Avec les mammifères et les oiseaux, capter une attitude sympa et originale sur la photo, sur le capteur demande de bien connaitre en amont son sujet pour, par exemple, savoir anticiper ses mouvements. En gros, je sais que tel animal a ce comportement-là précisément parce qu’il va s’apprêter à s’envoler, donc je m’apprête à photographier.

Est-ce que chez les insectes on a les mêmes contraintes de connaissances de l’espèce pour pouvoir anticiper tel ou tel mouvement, c’est peut-être plus lent ? Est-ce qu’on se doit de connaitre par cœur l’animal ?

Lorraine : Je trouve que c’est moins contraignant en ce qui concerne la connaissance ou plus exactement elle s’acquiert plus facilement avec le temps.

Ce qui est difficile, surtout lorsqu’on est sur des insectes volatiles, c’est-à-dire qui s’envolent facilement type papillon ou libellule, une fois qu’on est proche, sauf si on fait vraiment un grand mouvement qui va les faire s’enfuir, on peut facilement bouger, tourner autour délicatement, du coup on va avoir plus d’intimité et de proximité avec le sujet.

C’est là la différence. On peut prendre plus le temps pour l’observer, alors que sur pas mal d’oiseaux et de mammifères, on observe mais un petit moment d’une scène et ensuite le reste s’éloigne, l’animal s’éloigne.

C’est peut-être ça la différence. Après, plus on a de connaissances, plus on va trouver facilement les sujets pour pouvoir les photographier. Ça c’est valable aussi bien en animalier pur qu’en macro.

Régis : Bien sûr. J’ai une photo en tête, on appelle ça les gendarmes, c’est une espèce de punaise. Est-ce que tu t’es vraiment documentée avant pour savoir quand se passait leur période d’accouplement ? Est-ce qu’il y a en amont un travail de recherche naturaliste ?

Lorraine : C’est presque plus en aval que j’ai ma recherche naturaliste. C’est-à-dire que je pars, je trouve forcément des sujets, je les observe, je les photographie, après je me pose la question « combien de temps ça aurait pu durer » parce qu’en règle générale chez les insectes les actions sont beaucoup plus longues.

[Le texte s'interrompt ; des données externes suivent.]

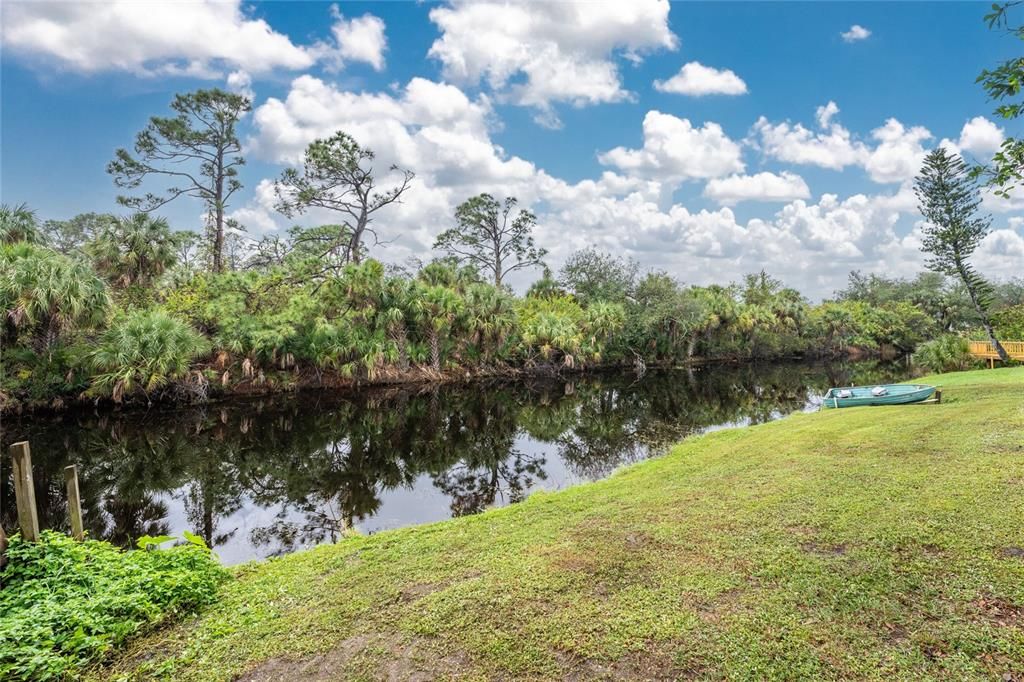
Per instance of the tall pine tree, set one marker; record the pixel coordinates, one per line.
(948, 200)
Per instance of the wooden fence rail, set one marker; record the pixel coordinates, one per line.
(986, 350)
(25, 497)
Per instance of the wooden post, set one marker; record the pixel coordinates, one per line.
(25, 491)
(74, 503)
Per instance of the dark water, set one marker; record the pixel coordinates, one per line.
(259, 478)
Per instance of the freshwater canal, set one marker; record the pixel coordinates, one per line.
(262, 477)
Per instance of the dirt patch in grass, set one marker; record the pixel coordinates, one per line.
(999, 611)
(418, 591)
(824, 549)
(649, 666)
(375, 655)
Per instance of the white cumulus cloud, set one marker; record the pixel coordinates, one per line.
(855, 33)
(359, 39)
(763, 186)
(675, 150)
(539, 53)
(698, 80)
(200, 38)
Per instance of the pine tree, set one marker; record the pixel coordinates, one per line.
(948, 200)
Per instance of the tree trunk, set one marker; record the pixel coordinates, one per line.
(692, 345)
(435, 351)
(999, 350)
(356, 241)
(498, 263)
(218, 235)
(401, 340)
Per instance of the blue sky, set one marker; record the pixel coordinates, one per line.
(555, 103)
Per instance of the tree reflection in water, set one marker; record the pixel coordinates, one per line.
(308, 467)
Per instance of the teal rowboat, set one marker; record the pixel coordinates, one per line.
(853, 396)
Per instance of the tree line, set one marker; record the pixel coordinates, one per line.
(124, 307)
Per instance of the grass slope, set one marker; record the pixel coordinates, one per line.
(878, 543)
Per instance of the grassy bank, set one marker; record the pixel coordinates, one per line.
(882, 543)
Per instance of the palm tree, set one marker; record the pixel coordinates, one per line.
(489, 318)
(437, 307)
(134, 250)
(18, 223)
(46, 293)
(143, 351)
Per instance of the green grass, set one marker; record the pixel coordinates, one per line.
(873, 543)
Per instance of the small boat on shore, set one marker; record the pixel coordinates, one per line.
(852, 396)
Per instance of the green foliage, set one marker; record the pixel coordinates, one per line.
(142, 351)
(1010, 323)
(1003, 84)
(44, 294)
(198, 151)
(18, 223)
(592, 275)
(557, 330)
(338, 175)
(945, 353)
(488, 238)
(948, 201)
(70, 236)
(67, 604)
(134, 250)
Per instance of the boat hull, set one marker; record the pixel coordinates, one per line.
(862, 396)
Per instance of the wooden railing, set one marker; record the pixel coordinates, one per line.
(986, 350)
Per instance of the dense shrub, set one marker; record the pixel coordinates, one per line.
(1009, 324)
(944, 353)
(66, 604)
(142, 351)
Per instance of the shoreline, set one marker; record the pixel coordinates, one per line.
(679, 563)
(282, 382)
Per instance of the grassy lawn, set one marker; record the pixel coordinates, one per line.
(881, 543)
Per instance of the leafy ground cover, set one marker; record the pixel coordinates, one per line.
(882, 543)
(66, 604)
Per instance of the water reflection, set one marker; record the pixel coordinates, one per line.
(260, 478)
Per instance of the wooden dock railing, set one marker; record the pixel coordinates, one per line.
(986, 350)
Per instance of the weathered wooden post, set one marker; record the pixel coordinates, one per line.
(25, 491)
(74, 503)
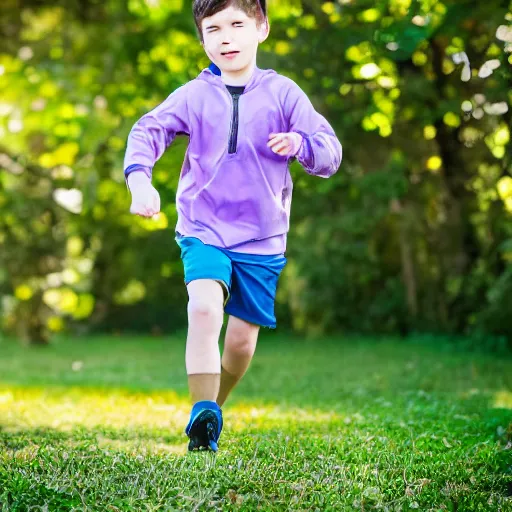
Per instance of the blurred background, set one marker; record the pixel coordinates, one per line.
(413, 235)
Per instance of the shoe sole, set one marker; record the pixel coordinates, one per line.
(202, 432)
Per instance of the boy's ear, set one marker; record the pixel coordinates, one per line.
(264, 31)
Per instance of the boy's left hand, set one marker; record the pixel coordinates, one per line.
(285, 144)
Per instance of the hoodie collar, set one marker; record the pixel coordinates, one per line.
(210, 76)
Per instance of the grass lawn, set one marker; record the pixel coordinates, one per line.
(333, 424)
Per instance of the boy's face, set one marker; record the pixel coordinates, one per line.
(231, 38)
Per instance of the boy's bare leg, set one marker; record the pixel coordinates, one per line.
(205, 318)
(239, 347)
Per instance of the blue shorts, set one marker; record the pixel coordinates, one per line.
(250, 280)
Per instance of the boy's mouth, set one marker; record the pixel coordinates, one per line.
(230, 54)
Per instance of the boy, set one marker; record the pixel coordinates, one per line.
(245, 125)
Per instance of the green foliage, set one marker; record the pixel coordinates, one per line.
(407, 236)
(351, 424)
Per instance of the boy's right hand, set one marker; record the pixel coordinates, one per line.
(145, 197)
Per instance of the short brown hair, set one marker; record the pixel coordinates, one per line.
(206, 8)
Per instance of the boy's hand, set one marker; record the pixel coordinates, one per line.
(145, 197)
(285, 144)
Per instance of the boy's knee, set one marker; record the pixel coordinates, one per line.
(204, 310)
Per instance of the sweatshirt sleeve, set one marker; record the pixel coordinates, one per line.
(153, 133)
(320, 152)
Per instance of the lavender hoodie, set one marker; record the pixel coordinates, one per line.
(234, 192)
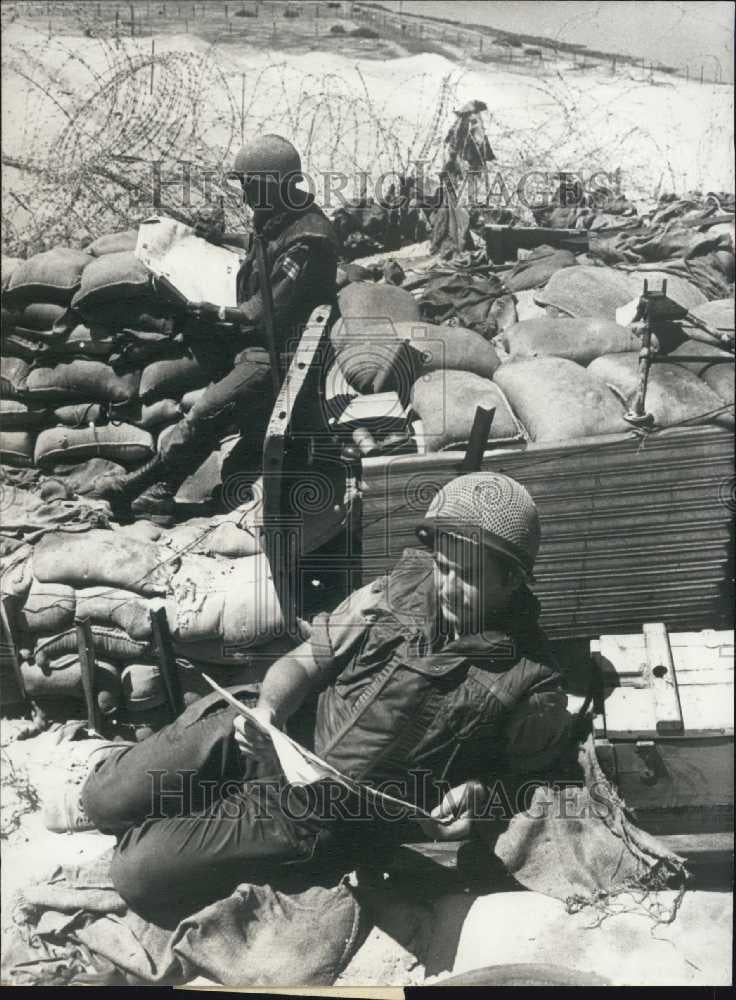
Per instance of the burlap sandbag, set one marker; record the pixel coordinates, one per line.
(113, 278)
(364, 338)
(160, 413)
(123, 443)
(586, 291)
(720, 378)
(446, 403)
(49, 608)
(62, 678)
(120, 608)
(13, 374)
(16, 448)
(112, 643)
(701, 350)
(52, 276)
(578, 340)
(170, 379)
(103, 558)
(233, 601)
(81, 380)
(8, 266)
(558, 400)
(684, 292)
(43, 316)
(450, 347)
(113, 243)
(16, 416)
(80, 414)
(674, 394)
(526, 307)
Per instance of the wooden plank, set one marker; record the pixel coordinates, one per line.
(661, 678)
(87, 663)
(6, 617)
(675, 774)
(167, 662)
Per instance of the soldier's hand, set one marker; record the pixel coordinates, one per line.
(463, 806)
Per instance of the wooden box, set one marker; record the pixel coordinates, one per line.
(664, 732)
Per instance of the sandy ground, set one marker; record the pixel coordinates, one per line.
(350, 105)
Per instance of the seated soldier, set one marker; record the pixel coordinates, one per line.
(431, 681)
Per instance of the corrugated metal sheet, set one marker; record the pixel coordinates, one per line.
(633, 530)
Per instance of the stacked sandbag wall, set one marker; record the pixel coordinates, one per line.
(92, 364)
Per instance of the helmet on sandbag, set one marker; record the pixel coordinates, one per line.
(491, 508)
(269, 156)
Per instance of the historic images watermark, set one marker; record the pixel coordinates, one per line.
(391, 801)
(188, 186)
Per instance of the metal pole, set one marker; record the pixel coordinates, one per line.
(242, 108)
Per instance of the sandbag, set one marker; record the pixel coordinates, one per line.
(718, 313)
(125, 241)
(120, 608)
(720, 378)
(163, 411)
(104, 558)
(586, 291)
(92, 342)
(49, 607)
(674, 394)
(142, 687)
(698, 348)
(233, 601)
(81, 478)
(536, 269)
(62, 678)
(121, 443)
(558, 400)
(446, 402)
(450, 348)
(13, 374)
(170, 379)
(376, 304)
(52, 276)
(8, 266)
(112, 643)
(16, 448)
(43, 316)
(526, 307)
(578, 340)
(113, 278)
(81, 380)
(189, 399)
(16, 416)
(80, 414)
(374, 365)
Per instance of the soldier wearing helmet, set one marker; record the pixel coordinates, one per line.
(301, 254)
(430, 683)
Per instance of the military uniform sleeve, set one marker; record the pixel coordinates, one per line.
(337, 636)
(290, 271)
(537, 732)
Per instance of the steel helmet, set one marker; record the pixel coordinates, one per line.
(271, 155)
(489, 505)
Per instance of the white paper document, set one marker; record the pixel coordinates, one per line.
(302, 767)
(199, 271)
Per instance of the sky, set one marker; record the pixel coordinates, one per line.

Sur les gendarmes justement, j’ai lu par la suite, après avoir observé longtemps des couples de gendarmes et avoir fini par capituler, que quelqu’un avait eu plus de patience que moi, il avait suivi le temps d’accouplement, ça pouvait durer jusqu’à 3 jours le même couple accouplé.

Personnellement j’ai observé les martins-pêcheurs au moment du coït, j’avais été outrée par le mâle qui était arrivé sur la femelle, qui avait à la limite rebondi sur la femelle pour repartir aussi sec.

Ça m’avait un petit peu énervée parce qu’en plus c’était au moment de l’argentique, j’étais dans des conditions superbes sur une lumière magnifique, sur une petite branche couverte de lichen qui avait les premiers rayons du soleil.

J’ai entendu le sifflet du mâle qui arrivait, il mes restait 3 photos dans ma pellicule, je me suis dit « qu’est-ce que je fais, je rembobine et je suis prête avec une nouvelle pellicule de 36 poses ou je ne fais que 3 photos de la scène », j’avais pris la première option de rembobiner, et je n’ai pas eu le temps.

Le martin est arrivé, a sauté sur sa femelle, il n’est pas resté à côté pour lui dire « coucou », il n’y a eu ni préliminaires, ni suite. Du coup ça a été très frustrant pour moi et peut-être aussi pour madame martin-pêcheur.

Régis : C’est bien possible.

Lorraine : Dans les insectes, souvent ça dure, ça dure, ça dure.

Régis : Il y a vraiment des pratiques sexuelles très différentes d’espèces à d’autres espèces. C’est vraiment fou. Tu as commencé à le faire avec ton livre, mais il y aurait de quoi écrire une encyclopédie là-dessus.

C’est fou la diversité de la nature. Malgré le côté humoristique du livre, les infos naturalistes sont sérieuses et les photos aussi, donc doivent apporter des informations naturalistes. J’ai noté que tes sujets étaient bien nets sur une grande partie de leur corps, alors que souvent sur la macro la profondeur de champ est vraiment très faible.

Là c’est un peu plus grand chez toi. Première question : est-ce que c’est volontaire pour toi d’avoir une grande zone de netteté sur l’insecte ? Si oui, comment tu réussis à faire ça ?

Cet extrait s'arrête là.